Beans are quite undemanding plants. If you pay attention to their location and care requirements, you can expect a rich harvest. But what about using fertilizer? While bush beans do well without additional fertilizer, runner beans are more demanding.
How much fertilizer do different types of beans need?
Beans tolerate different amounts of fertilizer: Bush beans do well without additional fertilizer, while pole beans prefer loose, humus-rich soil with compost and low-nitrogen vegetable fertilizer. Beans in the bucket only need compost mixed into the soil.
Bush beans
Bush beans do not place any special demands on the soil. They are weak eaters and get along well with the nutrients contained in the soil. If you still want to provide them with additional nutrients, you can work compost into the soil before sowing.
pole beans
The runner beans are more demanding. They like loose, humus-rich soil. Before sowing, you should loosen the soil thoroughly and mix in mature compost. During the growing season you can also fertilize with compost, horn shavings (€39.00 on Amazon) or a low-nitrogen vegetable fertilizer.
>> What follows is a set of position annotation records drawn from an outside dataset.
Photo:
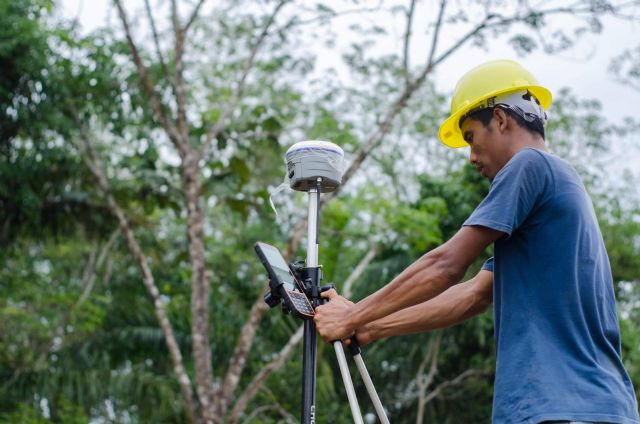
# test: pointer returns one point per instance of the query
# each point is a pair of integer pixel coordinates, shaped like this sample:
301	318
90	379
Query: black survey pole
312	282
Fertilize beans in the bucket
If the beans are to be grown in a bucket, the choice usually falls on the climbing runner bean. It works with simple soil (garden or hardware store soil) to which you mix compost to provide nutrients. No further fertilizer application is necessary.
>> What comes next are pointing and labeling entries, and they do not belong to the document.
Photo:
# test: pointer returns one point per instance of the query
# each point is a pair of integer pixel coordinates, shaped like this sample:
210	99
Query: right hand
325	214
Beans as a source of nitrogen
Growing beans not only benefits the cook and gardener, but also the soil in your garden. Beans serve as a natural producer of nitrogen. They absorb nitrogen through the air and release it into the soil through their roots.
Plants in mixed culture such as savory, cabbage, cucumbers, celery and potatoes as well as the vegetables that you grow the following year benefit from this nutrient enrichment.
To improve your garden soil, just remove the herb after the bean harvest. You leave the roots in the ground until next spring, where they continue to release nitrogen over a longer period of time.
Tips & Tricks
Under no circumstances should fresh manure be placed on or under the bean bed, as the fresh roots are overly sensitive to it. In addition, the smell of manure attracts the bean fly. So compost is always the better choice on the bean bed.